Sonic Hedgehog (SHH) Expression in Biliary Intraepithelial Neoplasia (BilIN), Peribiliary Glands, and Intrahepatic Cholangiocarcinomas.
Maylee Hsu, Motoko Sasaki, Kenichi Harada, Saya Igarashi, Yasuni Nakanuma. Kanazawa University Graduate School of Medicine, Japan
Background: SHH is aberrantly activated in pancreatic ductal adenocarcinomas (PDACs) and in the precursor lesion, pancreatic intraepithelial neoplasia (PanIN). The recently characterized pancreatic duct gland (PDG) has also been shown to undergo injury-induced, SHH-mediated mucinous metaplasia and may serve as a possible link between chronic injury and pancreatic duct neoplasia. Similar to the PanIN-PDAC sequence model, cholangiocarcinoma (CC) follows a stepwise carcinogenesis process and arises from the precursor lesion BilIN, graded as BilIN-1, 2, and 3 (mild, moderate, and severe dysplasia). Additionally, analogous to reactive PDGs, florid reactive peribiliary glands (PBGs) are often seen preceding the development of CC, in particular in cases of hepatolithiasis (HL). Due to the similarities between the precursor and background lesions involved in PDAC and CC, the role of the hedgehog pathway was investigated in BilIN, PBGs, and CCs in the setting of HL.

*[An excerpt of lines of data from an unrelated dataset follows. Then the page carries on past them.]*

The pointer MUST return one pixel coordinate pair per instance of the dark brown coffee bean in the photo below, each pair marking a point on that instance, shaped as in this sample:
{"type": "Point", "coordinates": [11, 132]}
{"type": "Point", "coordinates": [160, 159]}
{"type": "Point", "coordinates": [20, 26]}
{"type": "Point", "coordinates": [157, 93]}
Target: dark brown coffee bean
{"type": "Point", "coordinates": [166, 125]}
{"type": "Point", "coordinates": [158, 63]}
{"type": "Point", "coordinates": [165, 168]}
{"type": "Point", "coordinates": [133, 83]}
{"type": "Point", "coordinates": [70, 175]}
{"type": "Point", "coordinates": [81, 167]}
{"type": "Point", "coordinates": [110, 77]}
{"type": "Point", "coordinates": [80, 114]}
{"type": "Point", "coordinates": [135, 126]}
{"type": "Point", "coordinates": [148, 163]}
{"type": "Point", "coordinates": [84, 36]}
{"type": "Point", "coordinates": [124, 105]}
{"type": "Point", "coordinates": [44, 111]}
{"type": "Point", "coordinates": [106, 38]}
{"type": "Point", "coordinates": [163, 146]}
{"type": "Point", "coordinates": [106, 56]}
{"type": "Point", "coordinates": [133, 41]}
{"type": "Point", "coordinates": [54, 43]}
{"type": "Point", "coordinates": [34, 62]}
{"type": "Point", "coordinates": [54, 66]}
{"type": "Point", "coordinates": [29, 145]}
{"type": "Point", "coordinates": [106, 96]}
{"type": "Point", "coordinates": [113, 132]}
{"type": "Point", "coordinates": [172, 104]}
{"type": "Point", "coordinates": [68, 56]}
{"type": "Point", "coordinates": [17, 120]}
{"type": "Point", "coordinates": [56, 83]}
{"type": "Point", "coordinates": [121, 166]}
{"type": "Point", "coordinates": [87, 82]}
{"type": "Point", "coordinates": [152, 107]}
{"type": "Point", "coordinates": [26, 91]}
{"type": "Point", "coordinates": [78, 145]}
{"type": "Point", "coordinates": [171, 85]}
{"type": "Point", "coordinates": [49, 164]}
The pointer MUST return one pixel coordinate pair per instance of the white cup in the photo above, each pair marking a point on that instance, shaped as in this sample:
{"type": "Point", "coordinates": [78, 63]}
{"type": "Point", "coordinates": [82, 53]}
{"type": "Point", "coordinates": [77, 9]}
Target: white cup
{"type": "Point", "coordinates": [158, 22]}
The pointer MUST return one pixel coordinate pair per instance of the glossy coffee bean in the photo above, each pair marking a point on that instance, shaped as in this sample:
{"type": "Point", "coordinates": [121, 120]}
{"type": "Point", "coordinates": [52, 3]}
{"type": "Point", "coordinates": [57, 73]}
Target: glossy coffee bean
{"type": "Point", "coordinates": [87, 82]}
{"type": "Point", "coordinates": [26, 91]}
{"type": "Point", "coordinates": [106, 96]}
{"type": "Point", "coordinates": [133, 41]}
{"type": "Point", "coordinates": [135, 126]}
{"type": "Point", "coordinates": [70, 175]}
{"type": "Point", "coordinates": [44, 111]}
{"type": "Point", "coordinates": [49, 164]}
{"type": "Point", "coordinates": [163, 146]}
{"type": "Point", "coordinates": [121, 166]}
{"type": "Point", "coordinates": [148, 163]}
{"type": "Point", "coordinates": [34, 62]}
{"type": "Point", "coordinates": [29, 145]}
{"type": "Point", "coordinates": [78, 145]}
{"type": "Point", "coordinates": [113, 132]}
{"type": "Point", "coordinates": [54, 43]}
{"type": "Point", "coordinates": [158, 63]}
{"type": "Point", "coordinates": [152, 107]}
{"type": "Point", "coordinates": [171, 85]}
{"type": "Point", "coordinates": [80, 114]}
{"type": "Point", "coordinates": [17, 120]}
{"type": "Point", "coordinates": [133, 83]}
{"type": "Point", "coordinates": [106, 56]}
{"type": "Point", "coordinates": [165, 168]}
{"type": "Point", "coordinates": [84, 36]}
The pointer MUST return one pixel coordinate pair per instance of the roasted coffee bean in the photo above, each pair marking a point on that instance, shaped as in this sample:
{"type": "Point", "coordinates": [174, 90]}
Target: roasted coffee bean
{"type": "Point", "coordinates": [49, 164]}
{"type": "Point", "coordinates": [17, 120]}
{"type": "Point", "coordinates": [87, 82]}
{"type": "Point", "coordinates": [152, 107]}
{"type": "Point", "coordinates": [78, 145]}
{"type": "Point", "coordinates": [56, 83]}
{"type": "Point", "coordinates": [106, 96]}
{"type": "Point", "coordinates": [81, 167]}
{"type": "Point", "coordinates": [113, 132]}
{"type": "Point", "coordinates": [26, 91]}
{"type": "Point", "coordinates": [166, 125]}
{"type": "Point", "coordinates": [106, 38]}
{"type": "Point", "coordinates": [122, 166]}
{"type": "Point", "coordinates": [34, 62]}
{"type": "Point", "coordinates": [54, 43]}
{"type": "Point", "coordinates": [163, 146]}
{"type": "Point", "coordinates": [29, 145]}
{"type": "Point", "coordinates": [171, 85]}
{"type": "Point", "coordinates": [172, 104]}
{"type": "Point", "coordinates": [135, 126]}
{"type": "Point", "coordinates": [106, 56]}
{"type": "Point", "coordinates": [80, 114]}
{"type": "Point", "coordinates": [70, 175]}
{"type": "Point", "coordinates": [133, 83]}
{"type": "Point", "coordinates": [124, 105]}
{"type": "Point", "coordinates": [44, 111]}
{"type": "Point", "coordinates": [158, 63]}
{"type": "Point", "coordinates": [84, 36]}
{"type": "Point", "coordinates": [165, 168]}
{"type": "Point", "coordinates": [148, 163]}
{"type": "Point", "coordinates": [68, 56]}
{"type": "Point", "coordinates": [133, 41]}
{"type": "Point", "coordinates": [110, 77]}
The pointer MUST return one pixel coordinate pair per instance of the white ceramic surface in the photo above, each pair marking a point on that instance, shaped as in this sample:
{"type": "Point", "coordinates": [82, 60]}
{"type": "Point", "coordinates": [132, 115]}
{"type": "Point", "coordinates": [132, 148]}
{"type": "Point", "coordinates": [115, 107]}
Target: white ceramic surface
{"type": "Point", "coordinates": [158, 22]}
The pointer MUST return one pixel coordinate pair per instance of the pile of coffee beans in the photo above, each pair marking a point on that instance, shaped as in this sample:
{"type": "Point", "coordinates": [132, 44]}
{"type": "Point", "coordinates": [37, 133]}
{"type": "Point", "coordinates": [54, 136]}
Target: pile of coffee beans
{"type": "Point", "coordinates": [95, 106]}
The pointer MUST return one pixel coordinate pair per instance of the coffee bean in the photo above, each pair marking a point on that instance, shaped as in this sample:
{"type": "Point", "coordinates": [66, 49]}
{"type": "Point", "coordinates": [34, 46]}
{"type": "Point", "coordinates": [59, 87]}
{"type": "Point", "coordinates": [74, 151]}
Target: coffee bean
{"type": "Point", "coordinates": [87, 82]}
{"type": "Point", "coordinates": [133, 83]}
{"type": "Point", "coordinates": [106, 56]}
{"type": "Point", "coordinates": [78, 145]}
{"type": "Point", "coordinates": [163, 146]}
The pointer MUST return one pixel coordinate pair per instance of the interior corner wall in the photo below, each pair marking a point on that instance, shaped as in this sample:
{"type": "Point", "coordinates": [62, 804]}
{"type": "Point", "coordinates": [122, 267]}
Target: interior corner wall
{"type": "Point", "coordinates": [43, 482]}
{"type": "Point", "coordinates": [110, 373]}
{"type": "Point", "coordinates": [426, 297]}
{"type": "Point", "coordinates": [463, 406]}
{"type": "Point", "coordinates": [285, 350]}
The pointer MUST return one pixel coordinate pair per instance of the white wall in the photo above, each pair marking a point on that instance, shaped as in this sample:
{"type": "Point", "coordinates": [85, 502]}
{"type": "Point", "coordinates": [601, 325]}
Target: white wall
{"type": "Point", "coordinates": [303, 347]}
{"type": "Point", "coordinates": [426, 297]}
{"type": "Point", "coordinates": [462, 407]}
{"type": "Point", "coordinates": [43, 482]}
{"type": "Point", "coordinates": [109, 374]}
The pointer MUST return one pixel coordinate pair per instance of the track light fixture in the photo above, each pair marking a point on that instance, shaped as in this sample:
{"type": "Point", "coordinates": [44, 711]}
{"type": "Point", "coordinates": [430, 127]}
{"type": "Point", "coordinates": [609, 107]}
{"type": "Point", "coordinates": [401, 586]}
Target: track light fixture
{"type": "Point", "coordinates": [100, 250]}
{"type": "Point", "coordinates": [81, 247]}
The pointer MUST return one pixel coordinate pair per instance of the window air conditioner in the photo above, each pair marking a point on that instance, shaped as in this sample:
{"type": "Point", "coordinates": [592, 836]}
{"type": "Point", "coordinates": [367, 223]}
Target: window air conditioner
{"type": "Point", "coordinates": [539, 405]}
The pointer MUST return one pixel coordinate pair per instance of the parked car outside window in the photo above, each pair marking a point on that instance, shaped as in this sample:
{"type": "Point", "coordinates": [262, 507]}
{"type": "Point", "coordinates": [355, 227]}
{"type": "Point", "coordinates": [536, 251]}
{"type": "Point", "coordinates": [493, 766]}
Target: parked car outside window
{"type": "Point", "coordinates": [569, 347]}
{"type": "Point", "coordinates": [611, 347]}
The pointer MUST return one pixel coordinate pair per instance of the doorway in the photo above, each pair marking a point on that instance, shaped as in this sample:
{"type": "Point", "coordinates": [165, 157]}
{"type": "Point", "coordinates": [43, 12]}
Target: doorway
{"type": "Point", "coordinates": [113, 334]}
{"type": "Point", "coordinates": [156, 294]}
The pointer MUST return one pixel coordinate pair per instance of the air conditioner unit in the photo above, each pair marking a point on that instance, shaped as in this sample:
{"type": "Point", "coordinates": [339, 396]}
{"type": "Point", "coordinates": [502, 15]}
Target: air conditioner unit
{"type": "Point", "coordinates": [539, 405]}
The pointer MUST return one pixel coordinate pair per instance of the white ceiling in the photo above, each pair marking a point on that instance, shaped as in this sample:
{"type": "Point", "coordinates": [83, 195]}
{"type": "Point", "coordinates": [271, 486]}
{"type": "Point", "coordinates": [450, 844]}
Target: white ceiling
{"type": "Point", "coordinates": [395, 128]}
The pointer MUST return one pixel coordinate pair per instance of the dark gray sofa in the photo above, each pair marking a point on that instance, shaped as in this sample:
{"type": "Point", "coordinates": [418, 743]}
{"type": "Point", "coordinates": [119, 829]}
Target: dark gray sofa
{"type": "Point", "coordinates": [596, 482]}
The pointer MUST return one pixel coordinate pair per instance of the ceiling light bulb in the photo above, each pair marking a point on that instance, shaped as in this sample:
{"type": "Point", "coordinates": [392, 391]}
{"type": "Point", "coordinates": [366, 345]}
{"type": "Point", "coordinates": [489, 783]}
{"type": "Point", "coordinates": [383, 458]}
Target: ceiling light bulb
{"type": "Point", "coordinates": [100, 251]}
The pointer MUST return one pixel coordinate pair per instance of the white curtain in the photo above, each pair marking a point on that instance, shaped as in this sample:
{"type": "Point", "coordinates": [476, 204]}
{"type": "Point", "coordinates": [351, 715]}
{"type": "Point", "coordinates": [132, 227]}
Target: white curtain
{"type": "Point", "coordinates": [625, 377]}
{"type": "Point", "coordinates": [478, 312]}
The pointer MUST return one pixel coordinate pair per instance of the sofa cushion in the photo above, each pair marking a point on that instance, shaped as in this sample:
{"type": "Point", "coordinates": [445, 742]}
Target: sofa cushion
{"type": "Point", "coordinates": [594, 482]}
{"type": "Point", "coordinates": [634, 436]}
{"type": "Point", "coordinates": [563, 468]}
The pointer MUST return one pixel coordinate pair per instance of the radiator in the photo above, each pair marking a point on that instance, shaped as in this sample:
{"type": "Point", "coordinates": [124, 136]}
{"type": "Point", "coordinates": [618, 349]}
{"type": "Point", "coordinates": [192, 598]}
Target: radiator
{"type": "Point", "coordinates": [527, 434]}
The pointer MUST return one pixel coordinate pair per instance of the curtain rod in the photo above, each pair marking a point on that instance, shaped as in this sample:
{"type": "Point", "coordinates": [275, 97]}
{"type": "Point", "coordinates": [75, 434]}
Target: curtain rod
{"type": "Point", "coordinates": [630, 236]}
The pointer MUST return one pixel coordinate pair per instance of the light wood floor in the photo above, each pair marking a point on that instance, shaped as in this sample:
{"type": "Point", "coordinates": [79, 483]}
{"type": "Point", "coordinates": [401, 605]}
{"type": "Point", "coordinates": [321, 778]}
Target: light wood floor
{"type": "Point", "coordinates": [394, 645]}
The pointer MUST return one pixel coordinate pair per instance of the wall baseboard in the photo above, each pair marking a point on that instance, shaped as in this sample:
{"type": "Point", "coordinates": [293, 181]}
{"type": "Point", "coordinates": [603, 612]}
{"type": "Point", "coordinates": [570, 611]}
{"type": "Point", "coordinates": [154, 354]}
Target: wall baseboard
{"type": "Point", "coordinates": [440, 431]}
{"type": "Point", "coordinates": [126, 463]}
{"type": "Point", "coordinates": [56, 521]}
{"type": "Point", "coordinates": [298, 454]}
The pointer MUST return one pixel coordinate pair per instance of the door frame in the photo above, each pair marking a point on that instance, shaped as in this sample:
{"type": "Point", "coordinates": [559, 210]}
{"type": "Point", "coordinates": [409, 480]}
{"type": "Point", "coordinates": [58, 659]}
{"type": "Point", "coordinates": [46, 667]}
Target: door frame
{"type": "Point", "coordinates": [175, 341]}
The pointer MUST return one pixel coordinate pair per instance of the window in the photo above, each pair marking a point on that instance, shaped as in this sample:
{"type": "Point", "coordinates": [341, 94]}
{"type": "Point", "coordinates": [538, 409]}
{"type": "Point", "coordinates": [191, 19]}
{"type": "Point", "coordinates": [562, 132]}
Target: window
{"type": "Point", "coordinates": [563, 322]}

Design: Immunohistochemical expression of SHH was evaluated in lesions with HL: normal bile duct (BD) (20), reactive BD (33), BilIN-1 (24), BilIN-2 (21), BilIN-3 (20), intrahepatic CC (ICC) (30), normal/reactive PBG (13), and atypical PBG, identified as those displaying nuclear atypia beyond reactive changes (15). Also for comparison, PDAC (36), normal BD without HL (28) and ICC without HL (58) were stained for SHH. Expression was evaluated as follows: no staining (0), weak (1), moderate (2), and strong (3), present in ≥25% of the lesion. Immunohistochemical staining for smoothened (Smo), a hedgehog pathway mediator, was also preformed and scored as: negative, present in lesion, or present in the adjacent stromal cells.
Results: In cases with HL, a higher percentage of 2 to 3+ SHH staining, which increased with grade, was identified in ICC (70%), BilIN-3 (85%), BilIN-2 (66.7%), BilIN-1 (37.5%), and reactive BD (27.3%) as compared to normal BD (5%). In cases without HL, 69% of ICCs, as compared to 7.1% of normal BD, and 50% of PDAC had 2 to 3+ SHH staining. Normal PBGs did not stain for SHH, and no correlation was identified among atypical and normal/reactive PBGs. Predominately stromal Smo staining was present in 37.5% of ICCs without HL and 51.2% of PDAC, and no significant Smo staining was found in cases with HL.
Conclusions: SHH is frequently aberrantly expressed in ICC and correlates with increasing grade of BilIN, however, may not be involved in reactive PBG proliferation. Similar to PDAC, the hedgehog pathway appears to play a key role in the development of ICC.